Optical tweezers instead can trap biomolecules, for example, transcription complexes between two
beads and allow the observation of transcription progression [116] and RNAP pausing at single
nucleotide resolution [117]. Optical tweezers have been used to characterize real-time co-
transcriptional RNA folding to understand the switching function of the adenine riboswitch and the
resultant changes in RNA conformation upon ligand addition [118]. Optical tweezers also provide
information on forces exerted by biomolecules. For example, to understand how r-proteins stabilize
rRNA structure, they mechanically unfolded and folded an irregular stem in domain II of the 23S
rRNA [119] in presence and absence of r-protein L20. They found that L20 made the rRNA more
resistant to mechanical unfolding by acting as a clamp around both strands of the rRNA stem.

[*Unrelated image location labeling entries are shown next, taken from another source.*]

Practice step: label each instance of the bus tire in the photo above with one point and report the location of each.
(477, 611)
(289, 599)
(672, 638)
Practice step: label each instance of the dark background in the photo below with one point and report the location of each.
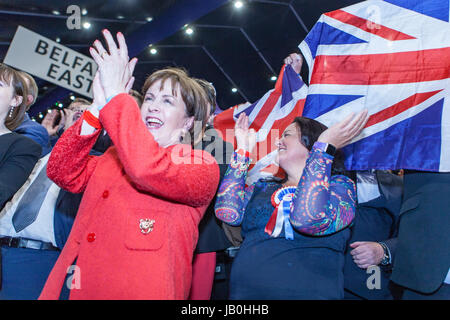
(230, 47)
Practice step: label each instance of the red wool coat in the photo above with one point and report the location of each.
(119, 254)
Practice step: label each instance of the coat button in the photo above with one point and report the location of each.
(91, 237)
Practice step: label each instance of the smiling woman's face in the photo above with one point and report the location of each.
(164, 113)
(291, 152)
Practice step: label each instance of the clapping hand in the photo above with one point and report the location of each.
(245, 137)
(114, 67)
(366, 253)
(342, 133)
(295, 60)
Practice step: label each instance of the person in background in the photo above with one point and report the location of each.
(57, 121)
(137, 226)
(312, 205)
(27, 127)
(18, 154)
(373, 239)
(40, 216)
(421, 269)
(212, 238)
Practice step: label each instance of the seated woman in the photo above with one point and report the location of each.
(137, 226)
(311, 205)
(18, 154)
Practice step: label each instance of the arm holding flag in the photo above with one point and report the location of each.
(325, 204)
(233, 196)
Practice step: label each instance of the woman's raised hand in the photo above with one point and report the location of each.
(114, 67)
(245, 137)
(342, 133)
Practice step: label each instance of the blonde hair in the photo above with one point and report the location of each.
(13, 78)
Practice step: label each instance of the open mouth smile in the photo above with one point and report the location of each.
(153, 123)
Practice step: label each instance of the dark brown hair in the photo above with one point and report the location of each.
(137, 96)
(192, 94)
(13, 78)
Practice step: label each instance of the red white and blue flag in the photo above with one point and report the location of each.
(269, 116)
(393, 58)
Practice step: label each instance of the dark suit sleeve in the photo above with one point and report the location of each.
(23, 155)
(392, 246)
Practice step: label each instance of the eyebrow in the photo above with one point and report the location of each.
(165, 95)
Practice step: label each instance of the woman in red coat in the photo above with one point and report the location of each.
(136, 228)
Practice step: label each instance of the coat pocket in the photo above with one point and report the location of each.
(410, 204)
(146, 229)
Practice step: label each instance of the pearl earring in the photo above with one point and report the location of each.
(11, 112)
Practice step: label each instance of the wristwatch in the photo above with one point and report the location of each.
(326, 147)
(387, 255)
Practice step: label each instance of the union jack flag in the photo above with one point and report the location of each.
(393, 58)
(269, 116)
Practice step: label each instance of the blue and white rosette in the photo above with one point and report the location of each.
(281, 200)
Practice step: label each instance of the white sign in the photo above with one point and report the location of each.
(49, 60)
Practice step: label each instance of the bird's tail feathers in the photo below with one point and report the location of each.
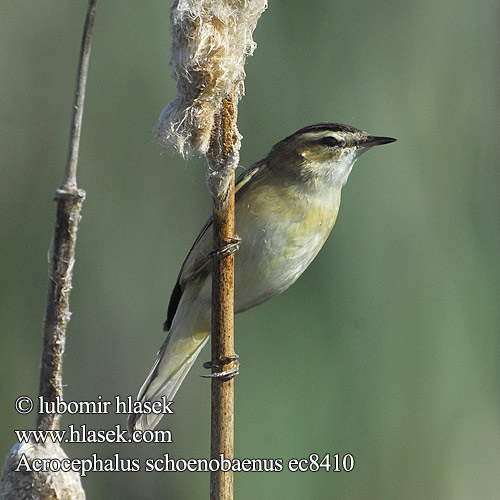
(174, 360)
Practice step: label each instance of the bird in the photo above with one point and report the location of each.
(285, 208)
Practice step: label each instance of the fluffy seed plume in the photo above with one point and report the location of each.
(210, 42)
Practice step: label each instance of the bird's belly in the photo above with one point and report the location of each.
(275, 250)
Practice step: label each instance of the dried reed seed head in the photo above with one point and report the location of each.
(210, 42)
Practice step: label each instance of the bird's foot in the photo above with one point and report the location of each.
(232, 246)
(226, 374)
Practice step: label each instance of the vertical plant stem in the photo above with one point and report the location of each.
(223, 155)
(69, 202)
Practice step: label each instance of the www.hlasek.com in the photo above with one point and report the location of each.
(24, 405)
(82, 434)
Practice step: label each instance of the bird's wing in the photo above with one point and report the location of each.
(198, 264)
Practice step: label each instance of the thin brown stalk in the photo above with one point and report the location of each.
(223, 154)
(69, 203)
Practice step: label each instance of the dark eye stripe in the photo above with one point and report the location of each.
(329, 141)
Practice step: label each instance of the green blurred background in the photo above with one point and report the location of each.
(387, 348)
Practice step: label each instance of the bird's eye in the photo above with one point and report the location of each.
(329, 141)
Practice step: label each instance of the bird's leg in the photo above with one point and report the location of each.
(233, 245)
(223, 360)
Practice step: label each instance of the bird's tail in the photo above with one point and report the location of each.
(174, 360)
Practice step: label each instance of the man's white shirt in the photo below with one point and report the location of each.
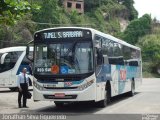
(21, 79)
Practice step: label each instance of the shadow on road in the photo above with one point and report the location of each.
(9, 91)
(81, 107)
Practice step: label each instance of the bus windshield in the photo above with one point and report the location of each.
(64, 58)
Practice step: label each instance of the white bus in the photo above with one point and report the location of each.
(12, 60)
(82, 64)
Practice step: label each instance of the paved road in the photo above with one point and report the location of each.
(145, 102)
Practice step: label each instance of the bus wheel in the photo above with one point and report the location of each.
(107, 99)
(132, 92)
(13, 89)
(59, 104)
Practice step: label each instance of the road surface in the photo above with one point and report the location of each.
(145, 104)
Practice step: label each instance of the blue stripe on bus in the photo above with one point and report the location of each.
(21, 67)
(105, 74)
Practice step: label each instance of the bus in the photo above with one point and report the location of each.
(12, 60)
(73, 64)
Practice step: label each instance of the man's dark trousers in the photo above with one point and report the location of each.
(23, 93)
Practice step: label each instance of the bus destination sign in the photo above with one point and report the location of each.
(66, 34)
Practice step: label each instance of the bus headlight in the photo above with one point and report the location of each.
(37, 86)
(86, 85)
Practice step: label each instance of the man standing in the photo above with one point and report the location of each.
(23, 81)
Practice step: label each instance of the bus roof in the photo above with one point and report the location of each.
(12, 49)
(96, 32)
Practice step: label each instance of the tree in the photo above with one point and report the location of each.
(137, 28)
(10, 12)
(133, 14)
(13, 10)
(150, 45)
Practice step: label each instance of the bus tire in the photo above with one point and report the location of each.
(59, 104)
(13, 89)
(132, 92)
(106, 101)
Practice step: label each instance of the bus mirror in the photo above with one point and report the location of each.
(99, 57)
(29, 51)
(3, 57)
(105, 59)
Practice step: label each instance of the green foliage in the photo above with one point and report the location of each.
(137, 28)
(150, 45)
(133, 14)
(13, 10)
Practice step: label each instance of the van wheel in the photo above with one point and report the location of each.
(13, 89)
(132, 92)
(59, 104)
(107, 99)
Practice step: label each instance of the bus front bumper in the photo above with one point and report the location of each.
(88, 94)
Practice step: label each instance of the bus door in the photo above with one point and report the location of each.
(5, 70)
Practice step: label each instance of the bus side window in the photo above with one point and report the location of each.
(10, 60)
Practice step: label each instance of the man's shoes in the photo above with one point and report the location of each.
(25, 107)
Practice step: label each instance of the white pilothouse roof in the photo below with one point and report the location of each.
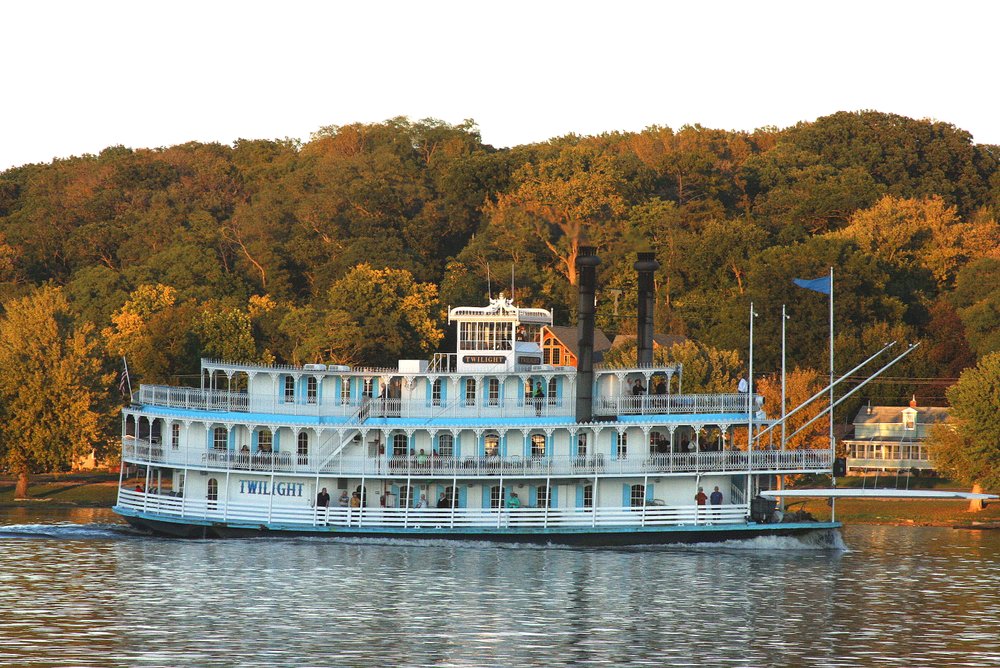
(501, 309)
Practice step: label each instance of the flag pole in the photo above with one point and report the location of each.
(783, 404)
(128, 381)
(833, 445)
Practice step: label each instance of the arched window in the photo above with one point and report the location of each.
(213, 493)
(637, 498)
(446, 445)
(622, 445)
(496, 497)
(265, 441)
(491, 445)
(400, 446)
(220, 438)
(538, 445)
(436, 392)
(302, 448)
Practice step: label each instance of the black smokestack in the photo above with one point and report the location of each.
(586, 273)
(646, 265)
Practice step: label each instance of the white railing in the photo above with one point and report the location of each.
(503, 407)
(142, 451)
(670, 404)
(305, 516)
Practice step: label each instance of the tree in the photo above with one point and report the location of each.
(54, 396)
(968, 447)
(800, 384)
(393, 315)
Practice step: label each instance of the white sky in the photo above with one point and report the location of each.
(81, 76)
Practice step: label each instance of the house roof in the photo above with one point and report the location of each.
(568, 337)
(894, 415)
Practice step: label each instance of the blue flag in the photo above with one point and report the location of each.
(815, 284)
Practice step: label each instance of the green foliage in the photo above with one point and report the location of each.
(969, 449)
(54, 399)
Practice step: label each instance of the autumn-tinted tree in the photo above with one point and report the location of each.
(968, 447)
(54, 399)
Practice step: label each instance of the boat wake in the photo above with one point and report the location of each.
(825, 540)
(66, 531)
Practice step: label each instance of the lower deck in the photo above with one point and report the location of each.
(514, 527)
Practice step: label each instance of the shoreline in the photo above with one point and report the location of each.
(98, 489)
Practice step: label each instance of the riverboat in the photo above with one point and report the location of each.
(484, 443)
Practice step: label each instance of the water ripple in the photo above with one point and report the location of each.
(92, 594)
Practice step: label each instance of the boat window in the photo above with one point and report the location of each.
(303, 448)
(220, 438)
(446, 445)
(213, 491)
(492, 445)
(264, 440)
(622, 445)
(399, 445)
(538, 445)
(637, 499)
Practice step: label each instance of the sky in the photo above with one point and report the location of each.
(82, 76)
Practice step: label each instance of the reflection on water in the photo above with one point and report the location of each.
(79, 589)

Overall single-molecule methods are very sensitive and provide direct and quantitative
information. They inherently resolve biological heterogeneity and provide high temporal resolution
to track small and fast conformational changes of flexible regions that are averaged-out by
conventional structural methods. Importantly, they provide information on how several different
processes are functionally coupled to each other and how different assembly intermediates are placed
along a reaction coordinate.
7. Integrative methods
Multiple different biochemical, structural and biophysical methods have been employed to
study the complex multistep process of ribosome assembly. Yet, none of the methods can
independently provide information on the entire process. Here, we highlight a few selected examples
that use the power of integrating various methods.
In order to study the assembly mechanism of the bacterial 50S subunit in vivo, Davis et. al, used
a depleted bL17 strain to accumulate 50S assembly intermediates [73]. High-resolution cryoEM was
used to determine the structures of 13 assembly intermediates. However, missing densities in the
structures of these immature particles precludes to obtain information on RNA structure and
associated proteins in these presumably dynamic regions. They used SHAPE-MaP based chemical
structure probing data to determine that in these assembly intermediates the 23S rRNA had native
secondary structure. Interestingly, the sequencing reads also showed that some of the rRNA was not
completely processed in the assembly intermediates. This was in agreement with the previous reports
that final rRNA maturation occurs very late in assembly [1,120,121]. In order to provide information
on the protein composition of the structural blocks that were missing in the cryoEM maps, they
performed qMS showing that the majority of the r-proteins are already bound to these dynamic
regions and these blocks just need to be docked to the rest of the subunit to become a mature 50S
subunit. Finally, one of the major drawbacks of structural methods is their inability to give direct
information on function. In this case, to determine if the assembly intermediates are capable of
maturing into functional subunits, Davis et. al, pulse-labelled the bL17 depleted cells with heavy
labelled media and simultaneously induced the bL17 production. As expected, the peak in the
sucrose gradient of the bL17 depleted assembly intermediates disappeared completely and the native
70S peak increased in intensity. This native 70S peak had heavy labelled bL17 incorporated indicating
that addition of bL17 can rescue the intermediate and complete the maturation.
In another study, Soper et. al used a combination of hydroxyl radical footprinting and qMS to
understand the role of cellular factors in RNA folding and ribosome assembly quality control [59].
Hydroxyl radical footprinting experiments showed how the assembly factor RimM reduces
misfolding of the 16S head during transcription in vivo. qMS instead allowed them to confirm that
in absence of RimM/RbfA, some tertiary r-proteins were missing in the assembly intermediates.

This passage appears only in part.